Under regulations put in place in 2013 by the California Interscholastic Federation in 2013, transgender students are free to participate in athletic events based on their gender identity – a boy who has established an identity as a girl playing on a girls’ basketball team, for instance. That protection would not change even if the law were repealed, legal experts said, and nor would a repeal of the law change policies that are in place in several school districts, including Los Angeles Unified and San Francisco Unified, that allow transgender students to participate in all aspects of school life according to their self-identified gender.
The number of transgender adults is estimated to be about 0.5 percent of the state’s population, and the percentage of transgender youth would be lower, said Ilona Turner, legal director of the Transgender Law Center, an Oakland-based organization that is involved in litigation across the country.
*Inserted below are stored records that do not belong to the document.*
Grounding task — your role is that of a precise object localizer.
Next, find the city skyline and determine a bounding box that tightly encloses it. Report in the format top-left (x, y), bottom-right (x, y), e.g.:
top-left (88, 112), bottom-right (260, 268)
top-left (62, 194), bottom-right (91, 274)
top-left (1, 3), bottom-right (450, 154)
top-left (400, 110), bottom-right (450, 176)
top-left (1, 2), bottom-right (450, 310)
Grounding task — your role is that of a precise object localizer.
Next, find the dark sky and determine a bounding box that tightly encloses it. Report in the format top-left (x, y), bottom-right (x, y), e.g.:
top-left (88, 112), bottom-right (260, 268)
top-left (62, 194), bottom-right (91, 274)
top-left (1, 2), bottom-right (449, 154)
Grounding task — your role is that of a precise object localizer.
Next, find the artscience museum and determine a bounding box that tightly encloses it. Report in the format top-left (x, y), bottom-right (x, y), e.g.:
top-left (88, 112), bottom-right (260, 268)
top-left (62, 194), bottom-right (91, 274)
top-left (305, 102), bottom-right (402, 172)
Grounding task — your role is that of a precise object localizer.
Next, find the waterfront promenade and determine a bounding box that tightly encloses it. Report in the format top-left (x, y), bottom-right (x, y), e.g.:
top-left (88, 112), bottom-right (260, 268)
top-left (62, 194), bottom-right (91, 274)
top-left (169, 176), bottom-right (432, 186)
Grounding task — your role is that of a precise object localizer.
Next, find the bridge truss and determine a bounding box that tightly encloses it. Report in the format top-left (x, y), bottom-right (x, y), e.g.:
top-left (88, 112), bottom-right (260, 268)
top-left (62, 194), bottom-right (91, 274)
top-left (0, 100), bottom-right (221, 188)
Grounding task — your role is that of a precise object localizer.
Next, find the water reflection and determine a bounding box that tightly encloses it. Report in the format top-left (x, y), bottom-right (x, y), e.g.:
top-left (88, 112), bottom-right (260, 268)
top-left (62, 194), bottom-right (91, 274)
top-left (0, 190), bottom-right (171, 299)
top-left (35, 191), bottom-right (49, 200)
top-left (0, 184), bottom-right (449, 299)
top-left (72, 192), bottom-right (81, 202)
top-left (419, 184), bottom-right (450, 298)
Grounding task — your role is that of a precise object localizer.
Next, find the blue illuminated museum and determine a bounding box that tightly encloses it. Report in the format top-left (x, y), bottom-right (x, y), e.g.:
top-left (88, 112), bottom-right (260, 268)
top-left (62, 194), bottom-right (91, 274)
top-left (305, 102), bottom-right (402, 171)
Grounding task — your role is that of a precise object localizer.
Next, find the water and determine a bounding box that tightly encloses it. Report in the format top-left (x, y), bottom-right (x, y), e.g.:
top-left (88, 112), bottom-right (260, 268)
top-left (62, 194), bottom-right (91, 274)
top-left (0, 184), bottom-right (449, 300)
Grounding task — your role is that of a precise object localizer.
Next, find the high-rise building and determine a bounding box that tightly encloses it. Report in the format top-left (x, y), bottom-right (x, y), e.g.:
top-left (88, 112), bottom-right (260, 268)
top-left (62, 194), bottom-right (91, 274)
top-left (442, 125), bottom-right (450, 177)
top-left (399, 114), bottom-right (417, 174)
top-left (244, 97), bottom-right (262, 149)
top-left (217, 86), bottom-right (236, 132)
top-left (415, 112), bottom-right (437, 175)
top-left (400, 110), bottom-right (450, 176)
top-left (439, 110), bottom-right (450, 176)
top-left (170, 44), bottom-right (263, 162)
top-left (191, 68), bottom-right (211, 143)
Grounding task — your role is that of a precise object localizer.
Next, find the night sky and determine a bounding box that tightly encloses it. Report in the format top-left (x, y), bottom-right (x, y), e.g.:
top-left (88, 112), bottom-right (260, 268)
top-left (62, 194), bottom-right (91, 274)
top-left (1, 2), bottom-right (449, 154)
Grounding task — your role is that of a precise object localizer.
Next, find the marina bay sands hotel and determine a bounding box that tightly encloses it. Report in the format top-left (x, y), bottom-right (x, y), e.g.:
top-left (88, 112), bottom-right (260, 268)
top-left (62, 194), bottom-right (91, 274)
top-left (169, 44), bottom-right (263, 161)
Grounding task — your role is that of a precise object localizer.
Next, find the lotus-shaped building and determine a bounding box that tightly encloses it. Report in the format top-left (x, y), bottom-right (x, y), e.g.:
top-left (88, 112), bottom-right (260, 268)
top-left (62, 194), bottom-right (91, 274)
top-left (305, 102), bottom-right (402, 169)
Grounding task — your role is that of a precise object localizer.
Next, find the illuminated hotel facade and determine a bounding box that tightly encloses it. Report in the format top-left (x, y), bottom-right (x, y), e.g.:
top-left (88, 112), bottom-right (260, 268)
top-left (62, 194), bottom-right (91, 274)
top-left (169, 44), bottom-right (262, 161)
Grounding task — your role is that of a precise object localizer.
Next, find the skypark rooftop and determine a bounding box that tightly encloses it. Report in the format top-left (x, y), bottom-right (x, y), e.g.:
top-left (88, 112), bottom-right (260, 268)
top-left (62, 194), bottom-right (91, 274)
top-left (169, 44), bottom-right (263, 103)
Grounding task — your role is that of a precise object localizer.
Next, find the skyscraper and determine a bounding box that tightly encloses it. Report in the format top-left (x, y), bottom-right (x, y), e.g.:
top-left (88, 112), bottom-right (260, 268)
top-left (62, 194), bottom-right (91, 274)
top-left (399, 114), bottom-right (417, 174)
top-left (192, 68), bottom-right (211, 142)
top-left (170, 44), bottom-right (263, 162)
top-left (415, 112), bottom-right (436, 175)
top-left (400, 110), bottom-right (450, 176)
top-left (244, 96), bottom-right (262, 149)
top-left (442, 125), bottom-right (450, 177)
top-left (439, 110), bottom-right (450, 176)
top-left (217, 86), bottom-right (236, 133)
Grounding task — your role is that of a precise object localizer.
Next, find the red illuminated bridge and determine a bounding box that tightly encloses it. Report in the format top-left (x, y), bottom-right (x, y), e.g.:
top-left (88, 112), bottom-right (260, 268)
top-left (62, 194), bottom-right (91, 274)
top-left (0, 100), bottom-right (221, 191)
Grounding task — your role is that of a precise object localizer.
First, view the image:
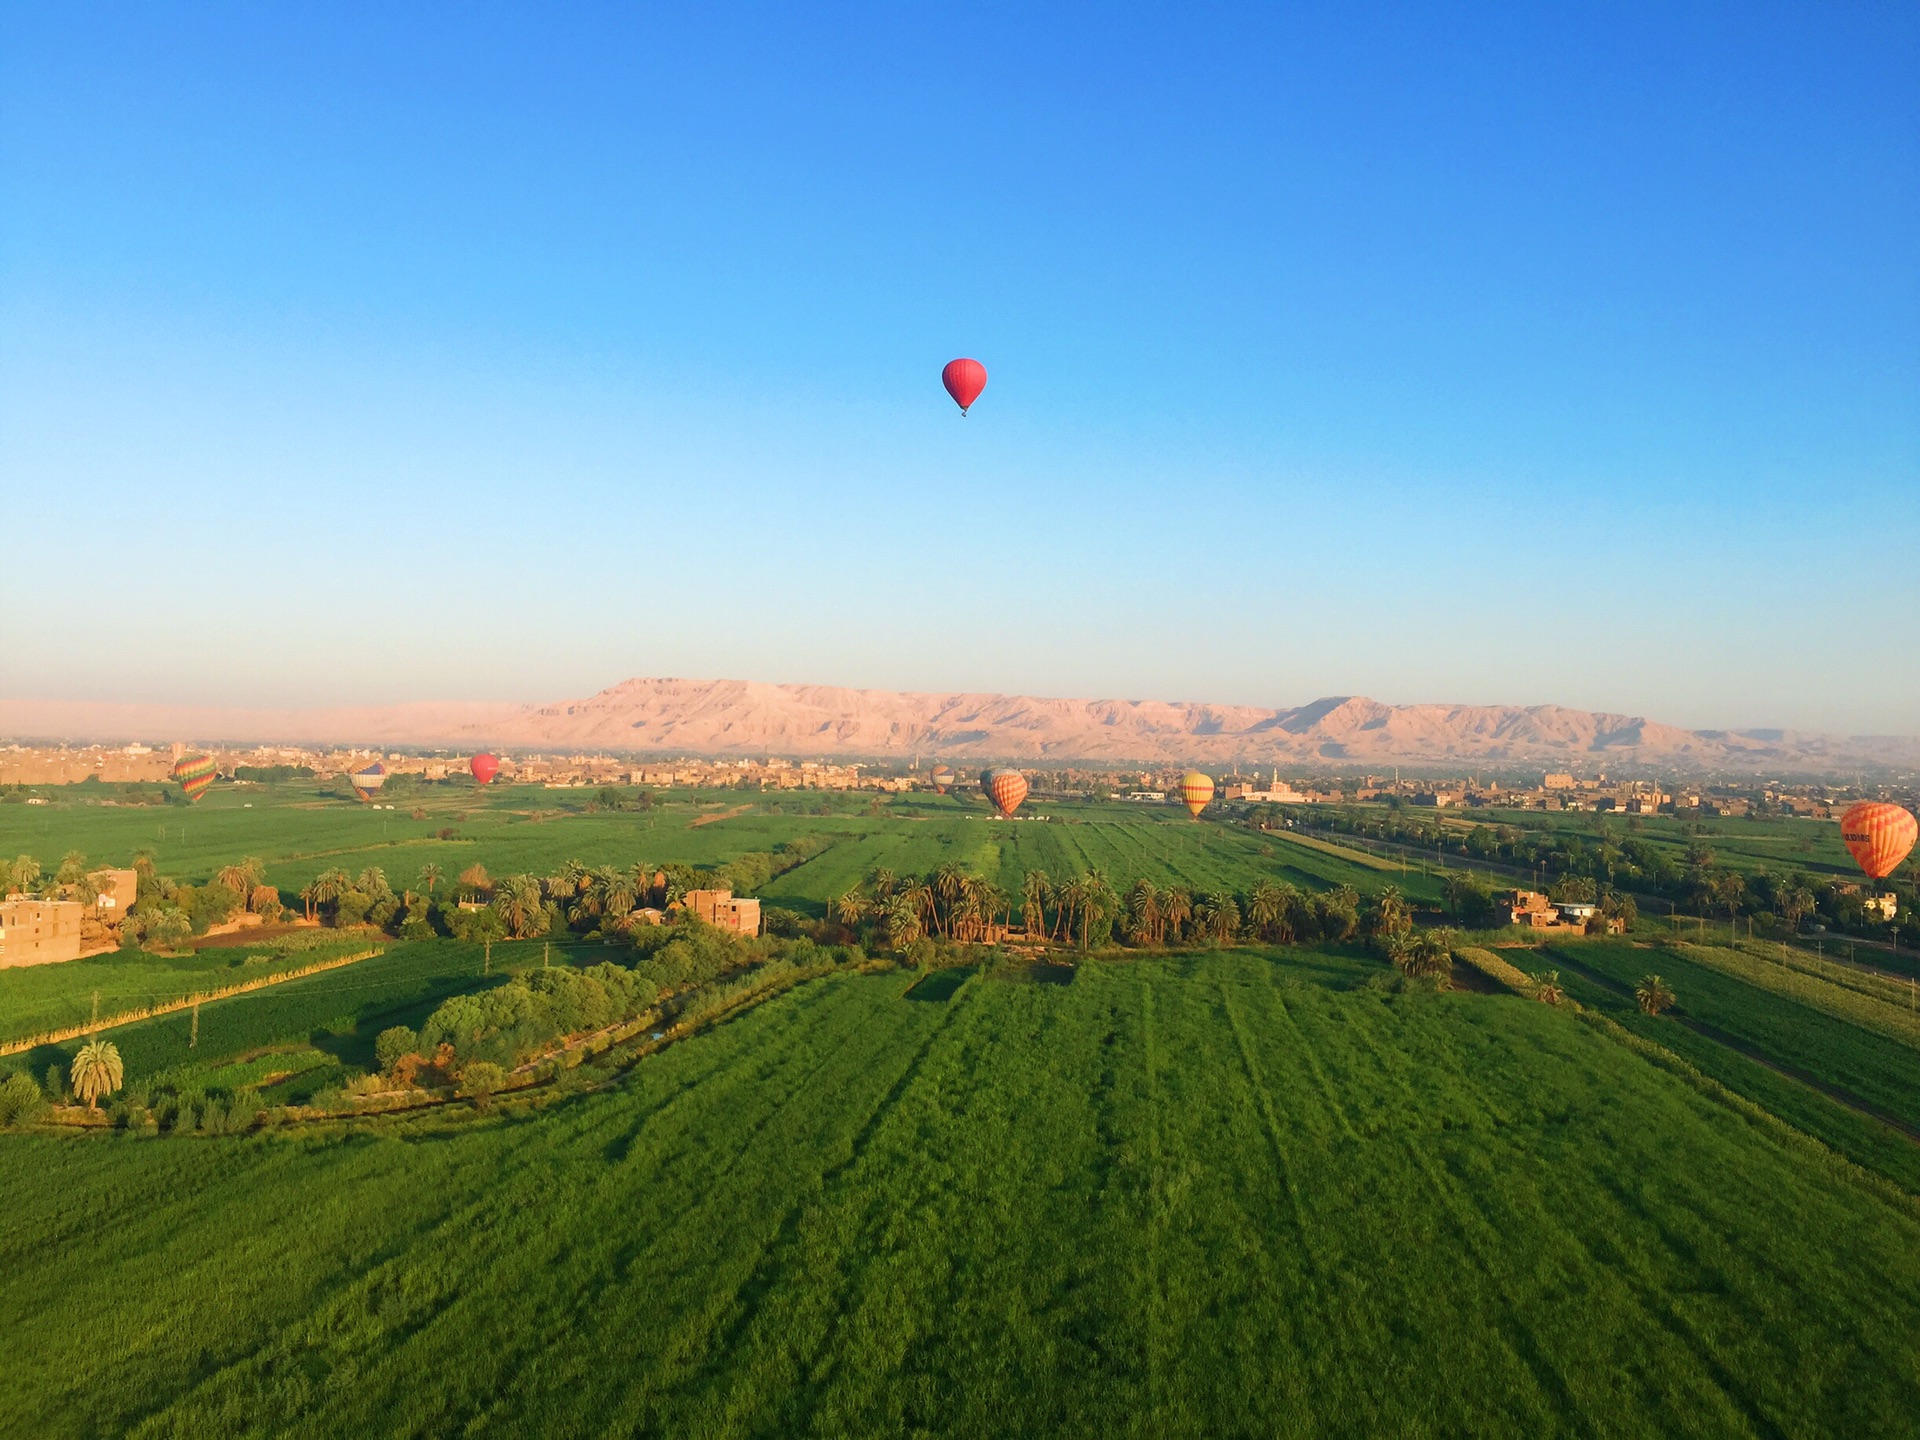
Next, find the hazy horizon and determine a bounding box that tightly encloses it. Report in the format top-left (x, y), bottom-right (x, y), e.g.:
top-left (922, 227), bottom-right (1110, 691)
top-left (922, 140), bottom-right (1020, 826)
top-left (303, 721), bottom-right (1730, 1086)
top-left (3, 5), bottom-right (1915, 733)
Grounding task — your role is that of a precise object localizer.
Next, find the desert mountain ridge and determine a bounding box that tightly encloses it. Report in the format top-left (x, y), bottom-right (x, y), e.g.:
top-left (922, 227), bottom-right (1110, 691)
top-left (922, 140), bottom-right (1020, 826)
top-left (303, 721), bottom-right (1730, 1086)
top-left (3, 677), bottom-right (1916, 773)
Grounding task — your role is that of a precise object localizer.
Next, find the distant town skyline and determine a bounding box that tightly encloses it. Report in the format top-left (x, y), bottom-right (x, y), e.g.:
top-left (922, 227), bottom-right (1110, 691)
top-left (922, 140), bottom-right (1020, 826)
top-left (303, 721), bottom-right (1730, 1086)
top-left (2, 5), bottom-right (1915, 732)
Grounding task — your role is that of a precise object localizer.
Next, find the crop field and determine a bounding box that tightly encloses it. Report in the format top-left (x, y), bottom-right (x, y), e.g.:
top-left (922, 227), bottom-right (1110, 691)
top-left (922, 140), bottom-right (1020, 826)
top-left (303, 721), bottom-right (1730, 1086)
top-left (1545, 965), bottom-right (1920, 1193)
top-left (1547, 940), bottom-right (1920, 1132)
top-left (1452, 807), bottom-right (1860, 879)
top-left (0, 932), bottom-right (378, 1047)
top-left (3, 951), bottom-right (1918, 1437)
top-left (11, 938), bottom-right (576, 1102)
top-left (0, 782), bottom-right (1445, 913)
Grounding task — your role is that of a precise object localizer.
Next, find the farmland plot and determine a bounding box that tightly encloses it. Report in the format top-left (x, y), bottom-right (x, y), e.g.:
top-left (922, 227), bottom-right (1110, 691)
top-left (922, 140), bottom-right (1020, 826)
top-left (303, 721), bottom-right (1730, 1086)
top-left (2, 951), bottom-right (1915, 1437)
The term transgender refers to those who identify with a gender that differs from their sex.
“In my experience, supporting transgender students based on their gender identity, including allowing them to use facilities or participate in activities, is just another way that schools work to ensure all students can be successful,” said Sara Stone, a principal at Oakland Unified School District, in a statement released by the San Francisco-based American Civil Liberties Union of Northern California, a nonprofit legal advocacy organization. “This is not an issue that other students are bothered about, and is one that makes a tremendous difference for the transgender students we serve.”